Infraestruturas criadas… para a SAD
Houve investimentos avultados também em infraestrutura. O complexo desportivo foi criado e levantou-se uma nova bancada no topo sul do estádio (bancada que, infelizmente, não foi suficiente para se lembrarem de inscrever a equipa nas competições europeias em 2022/2023. Enfim…).
Foi obra feita… para a SAD. Nenhuma destas infraestruturas é património do clube, que continua a nada ter em seu nome. O complexo desportivo é da SAD e cedido às equipas de formação do Desportivo mas, já por algumas vezes, se atirou a ideia que, sem Francisco Carvalho, o complexo deixa de estar disponível.
Aqui entra a questão do estádio: A Câmara Municipal cedeu-o ao clube que, por sua vez, o deu à SAD durante a duração do polémico protocolo.

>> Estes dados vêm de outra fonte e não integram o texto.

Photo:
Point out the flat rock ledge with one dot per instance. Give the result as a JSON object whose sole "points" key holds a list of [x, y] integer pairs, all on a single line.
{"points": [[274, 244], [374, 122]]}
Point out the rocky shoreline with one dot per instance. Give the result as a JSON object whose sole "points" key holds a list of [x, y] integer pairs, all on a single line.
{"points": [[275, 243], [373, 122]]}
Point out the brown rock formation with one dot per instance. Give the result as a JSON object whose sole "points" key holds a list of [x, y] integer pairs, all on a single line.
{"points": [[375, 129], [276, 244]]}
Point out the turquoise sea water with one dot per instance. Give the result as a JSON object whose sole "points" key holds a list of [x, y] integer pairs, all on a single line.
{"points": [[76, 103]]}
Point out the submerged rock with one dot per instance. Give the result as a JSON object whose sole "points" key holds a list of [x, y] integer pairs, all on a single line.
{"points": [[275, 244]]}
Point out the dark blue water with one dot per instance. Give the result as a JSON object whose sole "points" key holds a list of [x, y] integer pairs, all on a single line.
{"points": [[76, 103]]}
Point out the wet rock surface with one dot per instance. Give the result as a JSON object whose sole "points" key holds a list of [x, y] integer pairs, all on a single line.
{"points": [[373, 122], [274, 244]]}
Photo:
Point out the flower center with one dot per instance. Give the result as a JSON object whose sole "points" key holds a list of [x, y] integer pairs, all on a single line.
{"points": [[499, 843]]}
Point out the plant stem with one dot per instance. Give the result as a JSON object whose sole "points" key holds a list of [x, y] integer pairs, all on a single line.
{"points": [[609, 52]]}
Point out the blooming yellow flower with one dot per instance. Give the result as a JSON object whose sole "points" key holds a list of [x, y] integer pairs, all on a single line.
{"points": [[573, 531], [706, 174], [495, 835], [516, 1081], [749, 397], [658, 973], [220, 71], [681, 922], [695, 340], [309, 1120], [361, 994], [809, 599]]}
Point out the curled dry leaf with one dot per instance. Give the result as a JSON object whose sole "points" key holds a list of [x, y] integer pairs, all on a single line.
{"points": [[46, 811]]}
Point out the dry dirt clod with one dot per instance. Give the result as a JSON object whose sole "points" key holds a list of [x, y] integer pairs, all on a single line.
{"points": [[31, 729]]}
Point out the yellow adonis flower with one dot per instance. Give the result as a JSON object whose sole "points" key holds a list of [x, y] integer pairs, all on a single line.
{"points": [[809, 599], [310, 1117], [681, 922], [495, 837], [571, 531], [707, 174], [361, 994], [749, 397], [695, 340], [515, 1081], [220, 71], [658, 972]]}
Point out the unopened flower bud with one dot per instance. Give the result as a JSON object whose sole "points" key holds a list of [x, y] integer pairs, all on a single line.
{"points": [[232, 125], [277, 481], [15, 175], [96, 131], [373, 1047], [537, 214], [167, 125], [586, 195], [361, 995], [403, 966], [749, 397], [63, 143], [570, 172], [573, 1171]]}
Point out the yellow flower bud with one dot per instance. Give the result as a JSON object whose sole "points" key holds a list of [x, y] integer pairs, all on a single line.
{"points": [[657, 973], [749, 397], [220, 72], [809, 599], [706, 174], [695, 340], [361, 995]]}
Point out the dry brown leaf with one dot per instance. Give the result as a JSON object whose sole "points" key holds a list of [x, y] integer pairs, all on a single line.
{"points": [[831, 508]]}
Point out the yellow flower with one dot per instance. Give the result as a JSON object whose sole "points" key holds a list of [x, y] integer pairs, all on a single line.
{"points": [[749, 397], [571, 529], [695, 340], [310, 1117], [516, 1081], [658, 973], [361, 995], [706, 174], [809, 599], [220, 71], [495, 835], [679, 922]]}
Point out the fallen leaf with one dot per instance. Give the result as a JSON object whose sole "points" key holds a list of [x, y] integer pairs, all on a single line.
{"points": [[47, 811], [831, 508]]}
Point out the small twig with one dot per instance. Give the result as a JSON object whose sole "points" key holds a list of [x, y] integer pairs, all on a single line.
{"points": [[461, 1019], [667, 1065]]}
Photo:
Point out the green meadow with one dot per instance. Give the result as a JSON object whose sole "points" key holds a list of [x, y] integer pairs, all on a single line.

No final de contas, o clube apenas pode contar com o campo de treinos sintético, ao lado da bancada central. Nem com o campo pelado, o chamado “maracanãzinho”, conta depois de ser deixado abandono e apenas a servir de estacionamento dos autocarros dos adeptos adversários.
O Desportivo, que outrora teve um património considerável em seu nome e que foi obrigado a vendê-lo ao longo dos difíceis anos das dificuldades financeiras (obrigado, Castanheira Gonçalves), continua no mesmo estado de delapidação.
Conclusões
O Grupo Desportivo de Chaves, o clube, está limitado financeiramente. Afastado das suas principais fontes de receita (especialmente as quotas dos sócios), que foram canalizadas para a SAD.
O jogador da formação não é aproveitado, vai desaparecendo ao longo da “escada” (o número de flavienses desce a pique quando chegamos aos juniores) e o fim da equipa satélite roubou pelo menos uma geração de bons jogadores transmontanos.
O clube continua sem património. Investimento só em equipamentos propriedade da SAD ou outros que também estão cedidos à sociedade. O Desportivo só pode estar tranquilo na utilização do sintético ao lado da bancada central coberta, o único utilizável que não entra em nenhum protocolo.
Assim segue este muy nobre clube, à espera de voltar à glória do passado.